German cops tackle Jewish professor after he was assaulted by Palestinian

JTA

(JTA) — German police officers wrestled to the ground and arrested a middle-aged Israeli academic wearing a kippah after he was assaulted in a park allegedly by a 20-year-old man with Palestinian roots.

The incident, which is believed to be an anti-Semitic assault, happened in Bonn on Wednesday, according to the DPA news agency. Police apologized for what they said was a mix up. The alleged assailant was taken to psychiatric institution for observation and released shortly after the incident, pending criminal charges, RP Online reported.

The complainant was an Israel-born 50-year-old professor of philosophy from the University of Baltimore, who was visiting Bonn to deliver a lecture, the report said. He was wearing a kippah at the time of the incident.

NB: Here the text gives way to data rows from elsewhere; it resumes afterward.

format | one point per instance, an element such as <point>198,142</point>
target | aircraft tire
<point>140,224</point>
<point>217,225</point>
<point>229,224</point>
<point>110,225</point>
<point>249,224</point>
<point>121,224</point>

The incident happened at around noon at a local park where the professor and a friend were strolling in a local park. The suspect then shouted at him anti-Semitic insults in English and German, including: “No Jew in Germany!” and knocked the kippah from the professor’s head, according to the report. The alleged assailant then shoved the professor and hit him on the shoulder. The professor defended himself as his friend fetched police – who wrestled to the ground the professor but not the alleged assailant.

The professor’s name was not published in German media.

“Media reports on how the incident was handled are deeply disturbing,” said Rabbi Abraham Cooper, associate dean of the Simon Wiesenthal Center. He added: “It is difficult to fathom how a middle-aged professor wearing a kippah would be identified as the perpetrator.”

The incident follows a spate of anti-Semitic assaults in Germany, including of an Israeli Arab who wore a kippah in Berlin in April to prove to a friend that doing so was safe. An assailant shouted “Jew” at him in Arabic while whipping him with a belt.

A Berlin-based center on anti-Semitism in April said that a 60 percent increase in anti-Semitic incidents occurred in 2017 over the previous year. According to the Research and Information Center on Antisemitism, or RIAS, 947 incidents were reported last year, compared to 590 incidents in 2016.